Uma das investigações foi aberta pelo TSE na segunda-feira, depois que o presidente disse, em diferentes ocasiões, que as eleições de 2022 não serão realizadas, caso o Congresso rejeite a proposta de emenda à Constituição (PEC), que prevê a adoção do voto impresso. A outra apuração é o inquérito das fake news, no qual foi incluído, ontem, pelo ministro Alexandre de Moraes, do STF.
O chefe do Planalto questionou a legalidade do inquérito do STF, aberto em 2019 pelo então presidente da Corte, ministro Dias Toffoli, para investigar a disseminação de notícias falsas e ameaças aos magistrados do tribunal. O procedimento foi instaurado sem a provocação do Ministério Público Federal (MPF), mas recebeu a confirmação do plenário da Corte no ano passado.
“A verdade acima de tudo, ela aparece. Tivemos um prazo de uma semana depois da última live para mostrar mais coisas. Agora, estão se precipitando. Com todo o respeito, um presidente da República pode ser investigado? Pode, num inquérito que comece lá no Ministério Público, e não diretamente de alguém interessado, e esse alguém vai abrir o inquérito, como abriu, vai começar a catar provas e essa mesma pessoa vai julgar”, disse, durante entrevista à rádio Jovem Pan.
Ele acrescentou: “(O inquérito) está dentro das quatro linhas da Constituição? Não está. Então, o antídoto para isso também não está dentro das quatro linhas da Constituição. Aqui, ninguém é mais macho que ninguém. Meu jogo é dentro das quatro linhas. Agora, se começar a chegar algo fora das quatro linhas, sou obrigado a sair das quatro linhas. É coisa que eu não quero”, disparou. Ele ressaltou que “o que estamos fazendo aqui é para termos eleições tranquilas no ano que vem, em que quem perder cumprimenta o ganhador e toca o barco”.

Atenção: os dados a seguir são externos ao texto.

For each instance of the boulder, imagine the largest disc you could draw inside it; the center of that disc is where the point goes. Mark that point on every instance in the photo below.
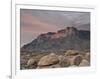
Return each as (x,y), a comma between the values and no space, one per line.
(31,62)
(76,60)
(48,60)
(63,61)
(84,62)
(87,56)
(71,53)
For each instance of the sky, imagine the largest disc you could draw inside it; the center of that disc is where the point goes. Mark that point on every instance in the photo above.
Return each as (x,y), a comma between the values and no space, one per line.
(34,22)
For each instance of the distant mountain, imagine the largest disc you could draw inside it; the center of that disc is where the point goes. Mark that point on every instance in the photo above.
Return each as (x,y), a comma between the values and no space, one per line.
(64,39)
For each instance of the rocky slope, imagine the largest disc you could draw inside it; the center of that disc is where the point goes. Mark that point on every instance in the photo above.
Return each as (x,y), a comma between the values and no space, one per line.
(62,40)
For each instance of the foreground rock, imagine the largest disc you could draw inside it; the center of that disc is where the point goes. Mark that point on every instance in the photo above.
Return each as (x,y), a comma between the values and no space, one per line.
(84,63)
(48,60)
(31,62)
(71,53)
(76,60)
(87,56)
(63,61)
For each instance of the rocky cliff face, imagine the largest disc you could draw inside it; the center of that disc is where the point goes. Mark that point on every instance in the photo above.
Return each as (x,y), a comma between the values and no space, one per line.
(64,39)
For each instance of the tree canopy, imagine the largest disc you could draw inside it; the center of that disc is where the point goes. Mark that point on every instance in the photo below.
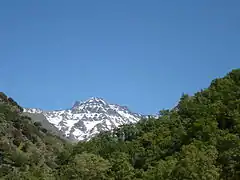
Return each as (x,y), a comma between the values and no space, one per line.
(198,139)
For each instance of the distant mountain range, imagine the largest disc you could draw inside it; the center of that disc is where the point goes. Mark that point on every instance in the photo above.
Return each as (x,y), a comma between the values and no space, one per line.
(84,119)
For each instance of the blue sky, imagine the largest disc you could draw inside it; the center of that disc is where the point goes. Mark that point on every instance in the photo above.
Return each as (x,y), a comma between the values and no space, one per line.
(143,54)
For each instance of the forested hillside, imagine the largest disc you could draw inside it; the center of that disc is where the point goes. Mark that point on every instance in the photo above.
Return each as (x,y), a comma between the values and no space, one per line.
(198,139)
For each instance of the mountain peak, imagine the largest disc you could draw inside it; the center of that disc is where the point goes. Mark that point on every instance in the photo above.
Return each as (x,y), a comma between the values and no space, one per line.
(96,100)
(87,118)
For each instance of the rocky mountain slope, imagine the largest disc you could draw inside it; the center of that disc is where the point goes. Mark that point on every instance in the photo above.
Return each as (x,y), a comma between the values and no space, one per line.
(88,118)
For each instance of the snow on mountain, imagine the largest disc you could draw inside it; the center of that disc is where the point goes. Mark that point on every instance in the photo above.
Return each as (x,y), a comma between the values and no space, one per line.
(88,118)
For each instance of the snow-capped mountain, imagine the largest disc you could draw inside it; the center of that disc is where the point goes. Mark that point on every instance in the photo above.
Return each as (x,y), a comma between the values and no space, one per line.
(88,118)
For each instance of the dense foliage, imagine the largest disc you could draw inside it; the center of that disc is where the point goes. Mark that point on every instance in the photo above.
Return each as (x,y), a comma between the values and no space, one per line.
(198,139)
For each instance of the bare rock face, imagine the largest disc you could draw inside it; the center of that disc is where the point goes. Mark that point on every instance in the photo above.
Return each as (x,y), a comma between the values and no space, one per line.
(88,118)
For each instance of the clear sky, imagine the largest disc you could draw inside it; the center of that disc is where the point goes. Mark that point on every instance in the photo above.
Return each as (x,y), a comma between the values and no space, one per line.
(143,54)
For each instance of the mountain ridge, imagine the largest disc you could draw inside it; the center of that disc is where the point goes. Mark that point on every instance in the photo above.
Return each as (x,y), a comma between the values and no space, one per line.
(87,118)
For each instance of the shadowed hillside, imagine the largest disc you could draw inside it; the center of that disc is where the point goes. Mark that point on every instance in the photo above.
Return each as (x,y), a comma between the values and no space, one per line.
(198,139)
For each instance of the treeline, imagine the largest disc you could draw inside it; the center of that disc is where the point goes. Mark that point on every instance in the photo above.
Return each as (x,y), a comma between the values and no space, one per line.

Ao falar ainda sobre o inquérito das fake news, Bolsonaro destacou que a medida é injusta e que sua formação militar o impede de mentir. “O presidente está mentindo? Eu sou capitão do Exército. A transgressão disciplinar mais grave que existe no nosso meio é faltar com a verdade. Um cabo que falta com a verdade não vai a sargento. Um subtenente não sai tenente. O coronel não sai general”, declarou.
Ele insistiu que não vai se intimidar ante as apurações dos dois tribunais. “Queremos eleições limpas. Não vai ser um inquérito, agora nas mãos do senhor querido Alexandre de Moraes, para tentar me intimidar”, alfinetou. “Lamento o próprio TSE tomar algumas medidas para investigar, me acusar de atos antidemocráticos. Eu posso errar, eu tenho direito de criticar, mas não estamos errados. Nós não erramos.”
Durante a entrevista, Bolsonaro estava acompanhado do deputado Filipe Barros (PSL-PR), relator da PEC que prevê a adoção do voto impresso. A matéria deve ser votada, hoje, por comissão especial da Câmara. A tendência é que seja rejeitada por pelo menos 20 votos entre os 34 membros do colegiado.
Filipe Barros disse estar em posse de um inquérito da Polícia Federal que, segundo ele, foi aberto para apurar um suposto ataque cibernético contra o sistema do TSE. O parlamentar relatou que, conforme a PF, um hacker teve acesso ao código-fonte do software de votação durante os meses de novembro e dezembro de 2018, ano em que Bolsonaro se elegeu presidente da República.
“O próprio TSE confirmou à Polícia Federal que o sistema foi invadido. Queriam prova? Aqui está a prova”, disse Bolsonaro, que também voltou a chamar de mentiroso o ministro Luís Roberto Barroso, presidente do TSE e membro do STF, pelo fato de o magistrado assegurar que a urna eletrônica é inviolável e auditável.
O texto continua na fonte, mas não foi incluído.